Wednesday, January 03, 2007

Define "Success"

Today I was invited to speak on a panel about freelancing as a television reporter. It wasn't the first time I was asked to pontificate about my chosen profession in that capacity but it was the first time anyone paid me for it. It's one thing to give up your time, possibly even pass up an assignment, to speak to budding journalists but to be financially compensated for it adds a lot of pressure. Even though I'm often accused of being self-absorbed (hello, I have a blog about myself), it felt so self-aggrandizing to talk about being a "successful freelancer." The dean of the graduate school of journalism where I spoke told me afterwards that the students were "riveted" but I think they were actually staring at my fabulous new Gucci bag sitting next to me.

I felt like a big fraud next to the print journalists who were on the panel. All of them were published authors who wrote for The New Yorker, Vanity Fair and Vogue to name a few. But for some reason they kept deferring questions to me with, "How does it work in the broadcast world?" or "How did you pitch that story to CNN?" Don't get me wrong, I was totally flattered but it was a bit disconcerting to have a Pulitzer-caliber journalist listen earnestly to my musings about broadcast news. At one point a fellow panelist had the following observation, "It's a lot easier to get freelance work after you get your first book published." Everyone nodded in agreement. Everyone except me. I just stared in awe. And if that wasn't strange enough, I was asked if I would be interested in becoming an adjunct professor. Can you imagine me teaching a class? Actually, I can imagine that. I'd have to wear my librarian glasses so that I could appear more intellectual (read: serious journalist).

So things with the Chiropractor are moving along smoothly. Yesterday I didn't hear from him all day and I started to board the crazy train but then he IM'ed me and told me he was on his death bed. We had a short conversation during which I became preoccupied by a story on AC360 about the fallout from Saddam's botched execution. I said as much and he asked me if I thought the U.S. strategy was to "divide and conquer Iraq." This comment didn't set well with me because I thought it was ignorant and reminded me of stupid things Mo used to say. He once told me that the reasons Hindus are cremated is because the earth won't accept them. When I asked his dumb ass where he had picked up that gold nugget of wisdom he conceded that a fundamentalist Muslim told him that.

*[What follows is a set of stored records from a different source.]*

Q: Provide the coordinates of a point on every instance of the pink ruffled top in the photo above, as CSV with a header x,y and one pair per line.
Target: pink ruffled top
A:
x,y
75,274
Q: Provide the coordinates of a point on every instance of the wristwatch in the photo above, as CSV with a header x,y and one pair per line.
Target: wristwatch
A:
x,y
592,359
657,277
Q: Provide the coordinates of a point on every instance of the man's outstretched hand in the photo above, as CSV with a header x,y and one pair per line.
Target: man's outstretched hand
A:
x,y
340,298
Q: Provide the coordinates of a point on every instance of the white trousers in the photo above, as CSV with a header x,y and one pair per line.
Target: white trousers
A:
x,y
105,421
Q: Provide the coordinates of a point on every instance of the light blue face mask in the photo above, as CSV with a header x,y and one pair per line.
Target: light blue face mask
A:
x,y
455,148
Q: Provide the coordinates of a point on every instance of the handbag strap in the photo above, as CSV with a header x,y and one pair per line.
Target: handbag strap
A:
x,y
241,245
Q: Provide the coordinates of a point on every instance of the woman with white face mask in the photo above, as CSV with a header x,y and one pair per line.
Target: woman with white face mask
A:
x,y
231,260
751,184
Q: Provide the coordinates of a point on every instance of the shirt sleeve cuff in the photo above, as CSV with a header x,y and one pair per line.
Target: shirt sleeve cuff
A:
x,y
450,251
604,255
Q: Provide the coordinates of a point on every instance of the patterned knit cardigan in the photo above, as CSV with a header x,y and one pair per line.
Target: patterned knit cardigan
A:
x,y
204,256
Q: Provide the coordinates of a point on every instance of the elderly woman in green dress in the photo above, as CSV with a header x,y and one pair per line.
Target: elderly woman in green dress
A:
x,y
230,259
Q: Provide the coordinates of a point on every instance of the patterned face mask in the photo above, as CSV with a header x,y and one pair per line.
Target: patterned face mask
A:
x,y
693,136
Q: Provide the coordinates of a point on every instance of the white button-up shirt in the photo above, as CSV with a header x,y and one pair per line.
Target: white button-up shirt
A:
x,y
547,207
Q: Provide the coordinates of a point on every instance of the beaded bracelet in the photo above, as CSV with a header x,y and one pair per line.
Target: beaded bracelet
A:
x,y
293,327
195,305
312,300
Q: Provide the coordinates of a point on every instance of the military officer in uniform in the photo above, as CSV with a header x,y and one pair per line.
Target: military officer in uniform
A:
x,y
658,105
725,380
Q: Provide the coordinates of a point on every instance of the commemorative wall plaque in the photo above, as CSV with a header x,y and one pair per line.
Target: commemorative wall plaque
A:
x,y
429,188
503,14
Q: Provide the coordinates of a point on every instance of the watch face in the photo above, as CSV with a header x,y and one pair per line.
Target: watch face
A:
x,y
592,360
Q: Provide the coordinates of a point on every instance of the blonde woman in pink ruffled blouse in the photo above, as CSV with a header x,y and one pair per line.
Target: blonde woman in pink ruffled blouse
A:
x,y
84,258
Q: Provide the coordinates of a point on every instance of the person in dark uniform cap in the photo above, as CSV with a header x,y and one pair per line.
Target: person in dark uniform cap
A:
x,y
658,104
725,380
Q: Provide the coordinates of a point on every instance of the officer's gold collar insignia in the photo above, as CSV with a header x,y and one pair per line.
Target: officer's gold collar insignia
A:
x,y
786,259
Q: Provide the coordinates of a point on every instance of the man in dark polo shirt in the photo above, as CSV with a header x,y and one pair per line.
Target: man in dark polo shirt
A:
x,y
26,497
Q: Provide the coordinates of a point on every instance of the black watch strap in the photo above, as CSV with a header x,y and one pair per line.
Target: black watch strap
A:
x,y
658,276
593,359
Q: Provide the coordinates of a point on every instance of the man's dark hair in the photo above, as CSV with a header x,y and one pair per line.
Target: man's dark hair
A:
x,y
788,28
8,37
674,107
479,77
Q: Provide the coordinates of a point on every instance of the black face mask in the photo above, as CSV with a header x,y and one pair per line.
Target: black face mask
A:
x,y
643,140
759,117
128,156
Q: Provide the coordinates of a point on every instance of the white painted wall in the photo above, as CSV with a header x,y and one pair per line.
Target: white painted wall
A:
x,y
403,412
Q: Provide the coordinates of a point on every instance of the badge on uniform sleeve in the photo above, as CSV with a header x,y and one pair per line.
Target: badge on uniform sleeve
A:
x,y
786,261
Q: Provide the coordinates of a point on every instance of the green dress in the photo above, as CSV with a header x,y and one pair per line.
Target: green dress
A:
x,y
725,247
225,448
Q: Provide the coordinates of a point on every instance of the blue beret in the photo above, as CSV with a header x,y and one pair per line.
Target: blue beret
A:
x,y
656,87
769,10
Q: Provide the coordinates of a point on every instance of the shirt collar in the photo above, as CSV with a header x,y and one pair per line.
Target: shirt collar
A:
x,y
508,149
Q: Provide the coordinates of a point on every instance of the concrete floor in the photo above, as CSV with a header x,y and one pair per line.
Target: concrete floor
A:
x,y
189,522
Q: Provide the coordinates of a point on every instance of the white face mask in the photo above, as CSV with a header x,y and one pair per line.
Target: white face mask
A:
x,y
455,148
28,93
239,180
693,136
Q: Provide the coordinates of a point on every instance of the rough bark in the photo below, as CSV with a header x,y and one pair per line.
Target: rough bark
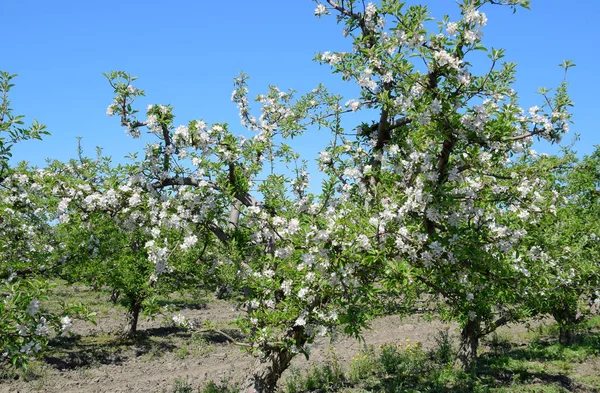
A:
x,y
567,321
266,372
133,317
469,342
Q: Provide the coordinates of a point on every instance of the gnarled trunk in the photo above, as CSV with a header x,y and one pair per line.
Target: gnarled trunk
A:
x,y
567,322
133,317
469,342
266,372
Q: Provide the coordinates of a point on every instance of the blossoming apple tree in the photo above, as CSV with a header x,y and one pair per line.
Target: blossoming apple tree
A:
x,y
563,248
26,247
438,154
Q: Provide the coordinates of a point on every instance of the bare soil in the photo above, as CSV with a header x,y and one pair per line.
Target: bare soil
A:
x,y
97,359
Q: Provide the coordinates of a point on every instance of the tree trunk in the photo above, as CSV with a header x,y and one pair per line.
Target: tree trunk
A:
x,y
134,314
567,321
469,342
266,372
114,296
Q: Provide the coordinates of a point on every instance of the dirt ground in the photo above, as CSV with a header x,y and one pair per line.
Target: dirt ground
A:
x,y
95,360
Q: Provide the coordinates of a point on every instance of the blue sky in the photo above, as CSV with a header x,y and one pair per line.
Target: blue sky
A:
x,y
186,53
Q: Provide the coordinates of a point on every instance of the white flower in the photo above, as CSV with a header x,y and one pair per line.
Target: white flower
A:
x,y
436,106
33,307
286,286
189,242
452,28
302,293
320,10
301,321
66,324
353,105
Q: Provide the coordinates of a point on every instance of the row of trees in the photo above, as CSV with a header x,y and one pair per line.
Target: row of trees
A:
x,y
439,197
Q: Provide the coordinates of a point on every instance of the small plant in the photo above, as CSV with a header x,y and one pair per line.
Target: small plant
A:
x,y
182,386
222,387
364,365
329,377
443,353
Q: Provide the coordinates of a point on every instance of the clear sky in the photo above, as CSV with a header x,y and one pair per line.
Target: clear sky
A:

So when the chiro made the remark, it was like deja vu all over again. "They have no strategy in Iraq. That's the problem," I bristled. He made a joke but I wasn't letting it go. I reminded him that the sectarian violence was responsible for more American troops dying than the initial invasion and asked him how anyone could think that creating a civil war was a neat exit strategy. He tried to defend his premise with the European news reports he had heard but I wasn't buying it. Finally he wrote this:
"Listen..you have to be able to settle with the fact that we both do not have adequate data to make a complete argument...I am just stating what I heard on Canadian and European news..now..If I thought you would want the data I would have taken notes..."
At this point, I felt sorry for him and decided that he wasn't an ignorant dumb ass so I finally gave him a break.

I leave for the left coast on Friday. I haven't even arrived in Southern California and I'm already worried about how fat I'm going to feel around all those plastic people. I find the east coast and its clad-in-black, bohemian chic, or "I commute from Jersey/Long Island/Connecticut and don't-give-a-shit" fashion renegades so much more palatable.